It's quite possible to just save up with a couple years at a hospital job or a decent-paying associate job. Use those years to learn what you can about how you want to run your own.
And yes, you'd want the credit score for a potential LOCred, but starting a pod office isn't as expensive as one might think - esp if you already have some pts/goodwill in the area for refers. You're talking under 100k in most places (lower rural or skip XR or u/s initially, just one staff to start, do more pound-the-pavement and less paid ads marketing early, cheaper instruments can always get upgraded later, etc). Many do it with half that... no joke. It's
entirely possible to bank that amount of capital pretty fast with a job ~$125-200k and frugal lifestyle to achieve goals. Even a $100k job should be able to do it within 5 years.

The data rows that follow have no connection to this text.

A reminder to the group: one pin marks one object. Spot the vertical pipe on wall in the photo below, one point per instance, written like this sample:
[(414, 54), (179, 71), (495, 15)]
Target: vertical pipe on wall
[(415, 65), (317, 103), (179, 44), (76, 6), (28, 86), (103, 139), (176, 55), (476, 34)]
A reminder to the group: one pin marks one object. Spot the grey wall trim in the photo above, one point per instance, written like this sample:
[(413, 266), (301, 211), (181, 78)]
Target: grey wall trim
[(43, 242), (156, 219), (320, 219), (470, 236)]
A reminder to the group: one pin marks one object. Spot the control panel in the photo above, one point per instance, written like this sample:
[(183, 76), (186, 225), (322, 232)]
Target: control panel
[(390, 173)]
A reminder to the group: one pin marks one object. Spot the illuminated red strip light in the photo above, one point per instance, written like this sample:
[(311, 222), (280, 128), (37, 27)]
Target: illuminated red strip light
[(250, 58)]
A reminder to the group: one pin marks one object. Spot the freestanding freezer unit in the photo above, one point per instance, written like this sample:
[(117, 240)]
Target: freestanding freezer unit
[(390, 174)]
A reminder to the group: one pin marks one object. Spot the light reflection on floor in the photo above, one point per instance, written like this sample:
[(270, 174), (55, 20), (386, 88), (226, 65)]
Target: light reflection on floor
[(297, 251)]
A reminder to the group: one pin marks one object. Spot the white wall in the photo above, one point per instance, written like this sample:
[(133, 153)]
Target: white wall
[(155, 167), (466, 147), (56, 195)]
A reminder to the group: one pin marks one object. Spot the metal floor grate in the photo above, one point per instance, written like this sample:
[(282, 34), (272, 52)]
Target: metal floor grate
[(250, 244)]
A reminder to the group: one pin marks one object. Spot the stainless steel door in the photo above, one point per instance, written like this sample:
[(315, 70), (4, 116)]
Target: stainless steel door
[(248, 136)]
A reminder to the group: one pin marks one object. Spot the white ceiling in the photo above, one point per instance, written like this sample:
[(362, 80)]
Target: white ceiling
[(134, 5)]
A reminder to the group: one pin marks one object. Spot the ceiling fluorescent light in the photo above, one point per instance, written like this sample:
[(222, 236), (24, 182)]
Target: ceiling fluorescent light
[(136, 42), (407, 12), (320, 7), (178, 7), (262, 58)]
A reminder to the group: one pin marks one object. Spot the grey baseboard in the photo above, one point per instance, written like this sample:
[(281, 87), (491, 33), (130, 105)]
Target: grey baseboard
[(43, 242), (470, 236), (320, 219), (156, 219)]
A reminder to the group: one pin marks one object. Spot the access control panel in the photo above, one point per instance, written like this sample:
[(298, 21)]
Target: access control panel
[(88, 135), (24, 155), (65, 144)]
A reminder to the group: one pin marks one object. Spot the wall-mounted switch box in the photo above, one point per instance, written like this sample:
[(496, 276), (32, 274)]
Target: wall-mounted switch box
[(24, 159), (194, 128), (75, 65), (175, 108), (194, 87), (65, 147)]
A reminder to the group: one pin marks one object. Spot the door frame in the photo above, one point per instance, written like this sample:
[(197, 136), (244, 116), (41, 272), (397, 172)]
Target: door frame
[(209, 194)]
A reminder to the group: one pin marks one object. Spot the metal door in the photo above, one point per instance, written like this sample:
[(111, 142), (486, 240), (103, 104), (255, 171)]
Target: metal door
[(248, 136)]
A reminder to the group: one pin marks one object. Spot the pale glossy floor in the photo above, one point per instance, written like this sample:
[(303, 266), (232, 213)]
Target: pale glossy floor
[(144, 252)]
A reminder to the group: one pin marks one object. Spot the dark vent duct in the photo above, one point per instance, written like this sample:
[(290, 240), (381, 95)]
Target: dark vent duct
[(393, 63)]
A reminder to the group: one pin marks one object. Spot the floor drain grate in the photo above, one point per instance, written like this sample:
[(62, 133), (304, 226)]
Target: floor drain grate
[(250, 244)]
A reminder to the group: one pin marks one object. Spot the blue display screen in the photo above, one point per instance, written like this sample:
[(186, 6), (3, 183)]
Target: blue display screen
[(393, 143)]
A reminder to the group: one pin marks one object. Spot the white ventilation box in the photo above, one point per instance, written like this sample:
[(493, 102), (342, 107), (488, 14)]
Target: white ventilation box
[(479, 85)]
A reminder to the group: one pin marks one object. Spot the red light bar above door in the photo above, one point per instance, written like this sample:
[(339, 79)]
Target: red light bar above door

The problem is that a lot of DPMs "can't save" since they are trying to support a family or a big lifestyle on that ~$150k or whatever. That usually will struggle and cause frustration, esp in combo with student loans. It always goes back to savings rate and reigning in spending... whether you make $75k or $575k.
A lot of the fear factor on starting an office is just from people who are afraid of doing anything "risky"... so they advise play-it-safe just as they do, large group or hospital employ pods who want to bash small PP or often don't understand it, and definitely from PP owners who don't want you to leave them or compete with them, etc. We forget that even a decade or two ago, in podiatry, there were really only two choices for grads: go solo or work for a PP. Now, we suddenly decided small podiatry PP is impossible.